Plannen voor de regio’s, uitvoeringsagenda’s en middelen
Ik heb uw zorg goed gehoord dat er straks ambitieuze plannen liggen, maar dat mogelijk middelen voor de uitvoering ontbreken. Ook riep u mij op om richting de begrotingsbehandeling in het najaar hier expliciet aandacht voor te hebben en vroeg u mij waar mogelijk het proces om te komen tot langjarige agenda’s in de regio’s te versnellen.
Ik gaf u aan hier oog voor te hebben, waarbij voor mij het door de regio gewenste en realistische tempo het uitgangspunt zal zijn. De ene regio is verder in het proces dan de andere. We beginnen gelukkig niet vanaf nul. Enkele regio’s hebben zelf een langjarige visie opgesteld die als startpunt voor het plan van de regio kan dienen.
De ambitie is om rond de zomer de plannen voor de meeste regio’s (het ontwikkelperspectief) gereed te hebben, zodat de regio’s in staat worden gesteld om uitvoering te geven aan projecten die staan verwoord in de langjarige agenda.

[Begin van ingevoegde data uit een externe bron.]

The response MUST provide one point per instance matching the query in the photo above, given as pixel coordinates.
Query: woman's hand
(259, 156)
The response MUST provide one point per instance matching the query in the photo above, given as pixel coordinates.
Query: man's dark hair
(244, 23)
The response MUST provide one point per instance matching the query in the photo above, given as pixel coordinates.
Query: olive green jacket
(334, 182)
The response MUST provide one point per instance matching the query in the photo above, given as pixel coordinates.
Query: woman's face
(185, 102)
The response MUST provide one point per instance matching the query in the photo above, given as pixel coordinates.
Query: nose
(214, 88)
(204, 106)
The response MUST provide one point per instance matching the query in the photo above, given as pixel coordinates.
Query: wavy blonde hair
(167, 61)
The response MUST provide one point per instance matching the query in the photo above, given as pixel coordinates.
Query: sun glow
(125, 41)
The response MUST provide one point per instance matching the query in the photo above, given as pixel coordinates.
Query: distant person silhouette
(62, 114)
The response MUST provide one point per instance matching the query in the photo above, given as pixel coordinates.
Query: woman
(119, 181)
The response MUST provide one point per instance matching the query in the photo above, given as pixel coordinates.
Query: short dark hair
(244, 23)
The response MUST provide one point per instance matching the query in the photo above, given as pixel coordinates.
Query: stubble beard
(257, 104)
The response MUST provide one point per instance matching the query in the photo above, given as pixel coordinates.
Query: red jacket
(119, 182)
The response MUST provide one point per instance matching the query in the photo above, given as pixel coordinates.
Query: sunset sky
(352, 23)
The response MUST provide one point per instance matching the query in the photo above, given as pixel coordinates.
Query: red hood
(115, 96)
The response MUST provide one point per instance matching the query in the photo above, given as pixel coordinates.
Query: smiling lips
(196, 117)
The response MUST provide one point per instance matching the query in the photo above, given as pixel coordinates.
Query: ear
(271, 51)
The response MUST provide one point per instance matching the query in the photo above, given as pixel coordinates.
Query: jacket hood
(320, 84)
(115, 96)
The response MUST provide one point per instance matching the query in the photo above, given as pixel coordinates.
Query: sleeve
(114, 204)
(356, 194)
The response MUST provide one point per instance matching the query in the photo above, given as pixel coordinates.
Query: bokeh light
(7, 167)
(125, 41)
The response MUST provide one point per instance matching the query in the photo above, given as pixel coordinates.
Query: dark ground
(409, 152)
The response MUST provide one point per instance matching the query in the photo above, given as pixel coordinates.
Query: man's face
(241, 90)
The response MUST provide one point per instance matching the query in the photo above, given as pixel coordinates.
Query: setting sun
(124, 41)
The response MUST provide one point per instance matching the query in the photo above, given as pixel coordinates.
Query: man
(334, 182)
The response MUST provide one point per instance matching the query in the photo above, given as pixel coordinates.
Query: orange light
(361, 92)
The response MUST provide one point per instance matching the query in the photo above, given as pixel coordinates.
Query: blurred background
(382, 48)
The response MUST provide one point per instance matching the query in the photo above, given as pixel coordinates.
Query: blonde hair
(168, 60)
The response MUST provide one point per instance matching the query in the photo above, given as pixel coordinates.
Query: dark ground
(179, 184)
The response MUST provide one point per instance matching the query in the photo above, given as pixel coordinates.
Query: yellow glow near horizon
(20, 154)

De realiteit zal ook zijn dat in een aantal regio’s de plannen wellicht later definitief tot stand komen. Juist omdat recht moet worden gedaan aan het democratische proces in bijvoorbeeld raden en staten en om jongeren, inwoners en andere partijen een goede plek in het proces te geven. De verschillende bestuurslagen kennen hun eigen dynamiek en de vraag is of de tucht van de tijd wel voldoende recht doet aan de processen die doorlopen moeten worden. De regio bepaalt in overleg met het rijk het tempo.

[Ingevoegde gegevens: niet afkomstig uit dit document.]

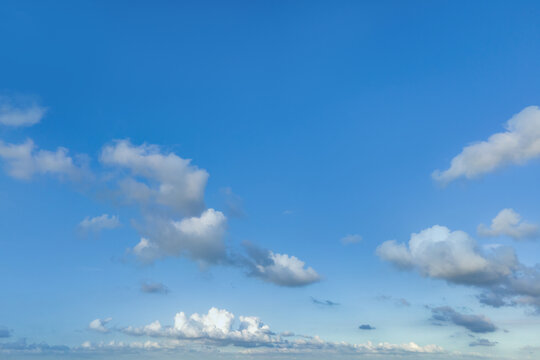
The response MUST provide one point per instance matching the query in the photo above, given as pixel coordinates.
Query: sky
(269, 180)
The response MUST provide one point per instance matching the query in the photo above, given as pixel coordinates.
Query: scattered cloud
(366, 327)
(351, 239)
(154, 288)
(23, 160)
(279, 269)
(156, 177)
(199, 238)
(323, 302)
(509, 223)
(473, 323)
(517, 145)
(99, 325)
(99, 223)
(17, 112)
(454, 256)
(483, 342)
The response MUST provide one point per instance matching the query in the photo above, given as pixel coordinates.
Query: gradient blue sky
(315, 121)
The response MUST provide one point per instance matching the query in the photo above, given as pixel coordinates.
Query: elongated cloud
(156, 177)
(517, 145)
(474, 323)
(280, 269)
(20, 114)
(99, 223)
(454, 256)
(509, 223)
(199, 238)
(99, 325)
(22, 161)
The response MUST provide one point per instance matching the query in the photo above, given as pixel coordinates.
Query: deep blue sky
(314, 120)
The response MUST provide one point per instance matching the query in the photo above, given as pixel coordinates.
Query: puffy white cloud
(199, 238)
(24, 160)
(509, 223)
(517, 145)
(162, 178)
(280, 269)
(351, 239)
(23, 114)
(220, 327)
(454, 256)
(451, 255)
(99, 325)
(98, 223)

Op basis van de plannen voor de regio en de opgaven die daaruit af te leiden zijn stellen we als regio en rijk gezamenlijk een concrete uitvoeringsagenda voor de komende vier jaar op. Deze uitvoeringsagenda’s verwacht ik voor de meeste regio’s omstreeks de jaarwisseling.
Regionale inzet in en buiten de elf regio’s
Het lid Chakor vroeg tijdens het debat naar de mogelijkheden voor het ‘inritsen’ van andere regio’s buiten de 11 waar het NPVR zich op richt. Ik gaf hierop aan dat het NPVR zich bewust toespitst op deze 11 regio’s, maar dat de doorwerking van lessen uit deze regio’s tot nut is van alle regio’s. Specifieke lessen uit deze gebieden, maar ook uit andere gebiedsgerichte aanpakken, worden betrokken bij de doorontwikkeling van de beleids- en investeringslogica. Dit komt ten goede aan alle regio’s in Nederland.

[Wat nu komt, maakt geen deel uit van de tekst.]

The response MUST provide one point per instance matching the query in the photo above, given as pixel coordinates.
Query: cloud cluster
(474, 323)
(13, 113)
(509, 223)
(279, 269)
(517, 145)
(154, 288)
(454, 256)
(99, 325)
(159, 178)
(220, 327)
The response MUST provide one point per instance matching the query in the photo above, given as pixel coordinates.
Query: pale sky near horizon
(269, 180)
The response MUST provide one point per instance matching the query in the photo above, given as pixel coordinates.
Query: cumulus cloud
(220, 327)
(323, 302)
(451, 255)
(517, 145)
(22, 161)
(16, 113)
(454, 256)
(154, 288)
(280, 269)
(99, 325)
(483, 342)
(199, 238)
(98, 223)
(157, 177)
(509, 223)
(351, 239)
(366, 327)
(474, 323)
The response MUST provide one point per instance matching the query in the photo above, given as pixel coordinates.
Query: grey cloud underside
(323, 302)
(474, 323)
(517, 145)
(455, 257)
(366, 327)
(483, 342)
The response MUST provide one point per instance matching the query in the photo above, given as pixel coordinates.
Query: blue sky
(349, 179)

Onderdeel van die plannen is ook de verdere versterking van de samenwerking tussen het rijk, de gemeenten en provincies en de relevante overheden in de buurlanden en naburige deelstaten of gewesten: Vlaanderen, Wallonië, Noordrijn-Westfalen en Nedersaksen. Bestaande samenwerkingsstructuren worden hiermee voortgezet. Op de grensoverstijgende samenwerking ben ik bijvoorbeeld zelf betrokken bij de Vlaams-Nederlandse top, de Grenslandconferentie Nederland – Noordrijn-Westfalen en Triloog Nederland – Nedersaksen.
Het kabinet maakt daarnaast werk van samenhang tussen de diverse gebiedsgerichte aanpakken. Dit geldt onder meer voor het NPVR, de twee sporen van de NOVEX, NPLV en de Regiodeals. In enkele regio’s lopen al specifieke trajecten, zoals Wind in de Zeilen (met spin-off effecten voor heel Zeeland) en Nij Begun (Groningen en Noord-Drenthe). In een aantal regio’s overlapt deze inzet geografisch en inhoudelijk. Er is in het proces ruimte en aandacht om de nationale (ruimtelijke) opgaven en inzet te verbinden met de regionale behoefte.
Onlangs zijn de regio’s bekend geworden die in aanmerking komen voor middelen uit de 6e tranche Regio Deals. Met de Regio Deals die gaan plaatsvinden in de vitale regio’s zal tezamen met betreffende regio’s worden bekeken hoe deze Regio Deals optimaal kunnen aansluiten bij het traject van NPVR. Het gaat dan om de Regio’s Zuid-Limburg en Parkstad, Noordoost-Fryslân, Noord-Groningen/ Eemsdelta, Zeeuws-Vlaanderen-Zeeland. In de overige Regio’s lopen al Regio Deals in het kader van vierde of de vijfde tranche en ook daar wordt in overleg met de regio gekeken hoe de trajecten goed aan elkaar verbonden kunnen worden.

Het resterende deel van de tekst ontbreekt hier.